A Theory of PAC Learnability under Transformation Invariances

Transformation invariances are present in many real-world problems. For example, image classification is usually invariant to rotation and color transformation: a rotated car in a different color is still identified as a car. Data augmentation, which adds the transformed data into the training set and trains a model on the augmented data, is one commonly used technique to build these invariances into the learning process. However, it is unclear how data augmentation performs theoretically and what the optimal algorithm is in presence of transformation invariances. In this paper, we study PAC learnability under transformation invariances in three settings according to different levels of realizability: (i) A hypothesis fits the augmented data; (ii) A hypothesis fits only the original data and the transformed data lying in the support of the data distribution; (iii) Agnostic case.

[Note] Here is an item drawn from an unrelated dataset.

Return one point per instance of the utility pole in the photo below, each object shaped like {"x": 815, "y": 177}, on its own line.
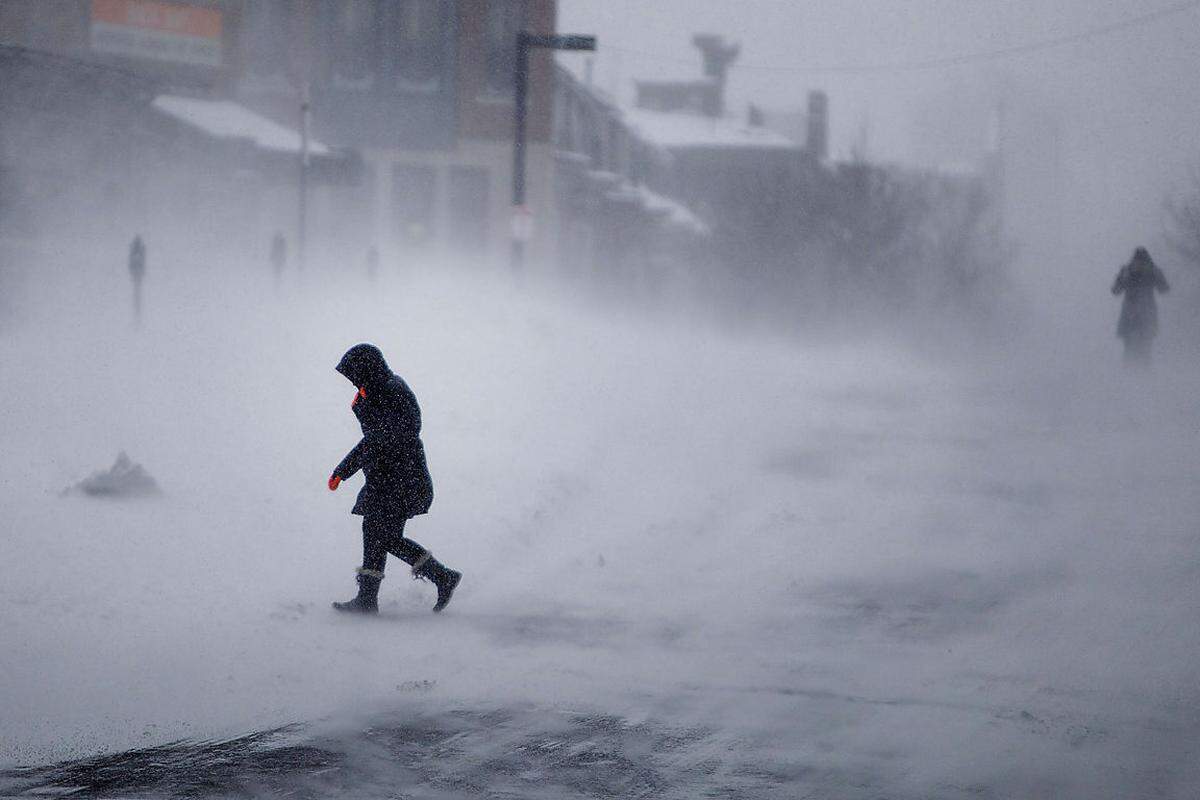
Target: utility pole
{"x": 303, "y": 227}
{"x": 522, "y": 223}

One interesting observation is that distinguishing between the original data and the transformed data is necessary to achieve optimal accuracy in setting (ii) and (iii), which implies that any algorithm not differentiating between the original and transformed data (including data augmentation) is not optimal. Furthermore, this type of algorithms can even "harm" the accuracy. In setting (i), although it is unnecessary to distinguish between the two data sets, data augmentation still does not perform optimally. Due to such a difference, we propose two combinatorial measures characterizing the optimal sample complexity in setting (i) and (ii)(iii) and provide the optimal algorithms.